J´ai tant revê de toi
que tu perds ta realité

Robert Desnos









            O rito alucinatório do poeta Claudio Willer transfigura a palavra. A substância do poema é a revolta que substitui o mundo da ordem e da racionalidade instituído por um universo de leis e de medos.



O vértice do pântano




1


O pântano é um espelho despedaçado – nele flutuam imagens conduzindo ao além-mar das derrotas, dos dias de angústia mais negra. Eu me perderei pelos labirintos e pelas mansardas, em busca de uma lembrança cercada por antenas trêmulas e lampiões chineses. Abrem-se as corolas para mais um abraço mortal do destino, e a cidade estremece e recua diante da proximidade do Apocalipse, enquanto percorro as ruas de muralhas desabadas e canteiros desertos, as mansões que aprisionam tempestades de gaviões negros.

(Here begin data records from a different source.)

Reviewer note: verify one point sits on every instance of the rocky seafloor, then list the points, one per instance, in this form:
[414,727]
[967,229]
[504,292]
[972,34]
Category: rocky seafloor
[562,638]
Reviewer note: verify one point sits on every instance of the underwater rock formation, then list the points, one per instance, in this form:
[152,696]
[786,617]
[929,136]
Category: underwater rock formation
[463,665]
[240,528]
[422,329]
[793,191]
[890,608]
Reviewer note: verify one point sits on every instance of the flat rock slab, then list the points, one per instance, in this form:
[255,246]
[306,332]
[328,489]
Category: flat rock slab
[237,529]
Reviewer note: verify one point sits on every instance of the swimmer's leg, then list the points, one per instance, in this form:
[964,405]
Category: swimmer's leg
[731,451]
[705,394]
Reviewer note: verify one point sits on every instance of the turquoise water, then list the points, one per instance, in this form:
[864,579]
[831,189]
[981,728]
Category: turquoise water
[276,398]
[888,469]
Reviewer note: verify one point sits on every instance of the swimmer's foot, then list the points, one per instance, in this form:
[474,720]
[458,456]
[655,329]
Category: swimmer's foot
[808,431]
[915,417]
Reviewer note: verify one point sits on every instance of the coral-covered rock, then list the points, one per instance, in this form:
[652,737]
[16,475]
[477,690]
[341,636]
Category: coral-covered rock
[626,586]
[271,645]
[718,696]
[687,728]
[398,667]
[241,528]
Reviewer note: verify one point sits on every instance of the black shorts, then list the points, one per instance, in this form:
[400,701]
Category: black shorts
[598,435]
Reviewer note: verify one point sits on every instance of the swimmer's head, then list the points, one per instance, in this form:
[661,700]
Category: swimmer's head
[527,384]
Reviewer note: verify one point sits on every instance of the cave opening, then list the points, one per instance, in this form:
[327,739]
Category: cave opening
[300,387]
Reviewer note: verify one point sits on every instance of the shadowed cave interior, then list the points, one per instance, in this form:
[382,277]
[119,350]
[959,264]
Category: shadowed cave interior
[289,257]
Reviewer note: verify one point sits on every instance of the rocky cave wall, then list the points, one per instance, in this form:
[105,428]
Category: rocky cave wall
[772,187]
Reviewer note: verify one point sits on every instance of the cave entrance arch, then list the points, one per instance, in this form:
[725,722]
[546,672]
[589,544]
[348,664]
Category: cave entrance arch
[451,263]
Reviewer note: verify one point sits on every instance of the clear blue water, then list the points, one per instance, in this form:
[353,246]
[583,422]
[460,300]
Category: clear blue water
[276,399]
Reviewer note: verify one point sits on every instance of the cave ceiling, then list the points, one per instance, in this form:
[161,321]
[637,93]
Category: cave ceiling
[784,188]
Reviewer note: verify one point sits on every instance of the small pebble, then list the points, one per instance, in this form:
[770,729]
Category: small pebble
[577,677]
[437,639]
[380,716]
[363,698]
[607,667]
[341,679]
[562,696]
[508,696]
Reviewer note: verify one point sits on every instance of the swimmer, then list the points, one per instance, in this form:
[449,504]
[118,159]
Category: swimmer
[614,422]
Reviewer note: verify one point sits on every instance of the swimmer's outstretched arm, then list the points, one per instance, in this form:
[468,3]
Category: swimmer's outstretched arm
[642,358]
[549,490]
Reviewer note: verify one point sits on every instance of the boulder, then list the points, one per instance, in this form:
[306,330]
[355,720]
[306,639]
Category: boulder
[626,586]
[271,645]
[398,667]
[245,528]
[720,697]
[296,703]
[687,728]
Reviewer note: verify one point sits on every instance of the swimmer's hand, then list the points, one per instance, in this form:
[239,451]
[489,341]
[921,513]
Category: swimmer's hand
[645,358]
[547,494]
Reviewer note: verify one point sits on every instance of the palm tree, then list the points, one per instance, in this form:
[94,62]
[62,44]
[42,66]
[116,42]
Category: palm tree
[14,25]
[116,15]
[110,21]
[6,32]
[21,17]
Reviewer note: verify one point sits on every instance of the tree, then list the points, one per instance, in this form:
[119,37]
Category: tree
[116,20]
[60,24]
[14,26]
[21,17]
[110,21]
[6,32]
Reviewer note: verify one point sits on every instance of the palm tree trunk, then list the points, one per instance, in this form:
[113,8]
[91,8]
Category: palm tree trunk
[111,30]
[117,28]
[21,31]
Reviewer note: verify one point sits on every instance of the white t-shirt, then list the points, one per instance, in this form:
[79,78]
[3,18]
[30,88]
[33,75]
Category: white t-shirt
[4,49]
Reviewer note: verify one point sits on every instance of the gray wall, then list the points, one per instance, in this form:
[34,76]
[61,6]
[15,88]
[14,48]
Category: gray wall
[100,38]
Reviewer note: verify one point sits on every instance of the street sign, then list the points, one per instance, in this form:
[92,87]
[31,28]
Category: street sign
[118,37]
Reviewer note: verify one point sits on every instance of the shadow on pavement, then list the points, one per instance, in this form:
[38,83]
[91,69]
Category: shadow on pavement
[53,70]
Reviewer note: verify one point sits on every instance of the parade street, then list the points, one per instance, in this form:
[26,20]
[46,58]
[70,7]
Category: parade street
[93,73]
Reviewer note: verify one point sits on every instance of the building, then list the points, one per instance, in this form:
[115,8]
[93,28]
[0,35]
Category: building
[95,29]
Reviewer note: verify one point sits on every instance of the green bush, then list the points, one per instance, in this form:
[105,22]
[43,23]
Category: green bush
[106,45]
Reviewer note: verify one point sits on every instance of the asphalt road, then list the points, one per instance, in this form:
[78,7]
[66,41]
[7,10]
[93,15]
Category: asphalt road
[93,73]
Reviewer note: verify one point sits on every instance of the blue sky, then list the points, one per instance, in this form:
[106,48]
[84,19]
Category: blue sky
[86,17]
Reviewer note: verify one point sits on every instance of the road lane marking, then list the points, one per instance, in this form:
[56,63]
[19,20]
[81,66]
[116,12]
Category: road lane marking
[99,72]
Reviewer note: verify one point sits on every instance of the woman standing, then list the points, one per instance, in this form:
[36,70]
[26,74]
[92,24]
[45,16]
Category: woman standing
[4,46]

A cidade e seus serpentários, sua coloração de sacrifício, suas vertigens, seus braços que não alcançam mais o próximo instante. Os telhados me sufocam e dão a certeza de que há gestos que são uma antecipação da morte e olhares que encerram abismos.



4



Todo rio é um convite ao sobressalto, à morte através de chamas e venenos terríveis.
Todo rio é um convite ao amor entre raízes milenares e campos roxos sulcados por veios de cristal. Pianos antigos, estações ferroviárias, um telégrafo enferrujado: fragmentos que gotejam sobre o meu corpo parcialmente destruído pela madrugada, o coração lancetado por um lírio ardente, galgado por mãos sensíveis segurando punhais, e engastado em um paredão infinito, entre pupilas veladas, algemas de marfim, e estandartes gravados a fogo. Isso, durante anos, que se dissolviam carregados pela tempestade. Não temíamos, porém, a escuridão, nem os perigos da febre e do mármore, e as conspirações de silêncios lacrados. Fomos só nós dois, unidos como um véu flutuante, à espera de maiores presságios. Só nós dois, os corpos inertes e solenes, no meio dos espelhos mansos e das crateras que não perdoam. Assim lançamos nosso desafio, apenas os dois, e a conivência dos sabres e das medusas.






(Fragmentos de Anotações para um Apocalipse, páginas 133 e 134, de Estranhas Experiências e Outros Poemas, de Claudio Willer, Lamparina Editora, Rio de Janeiro, 2004.)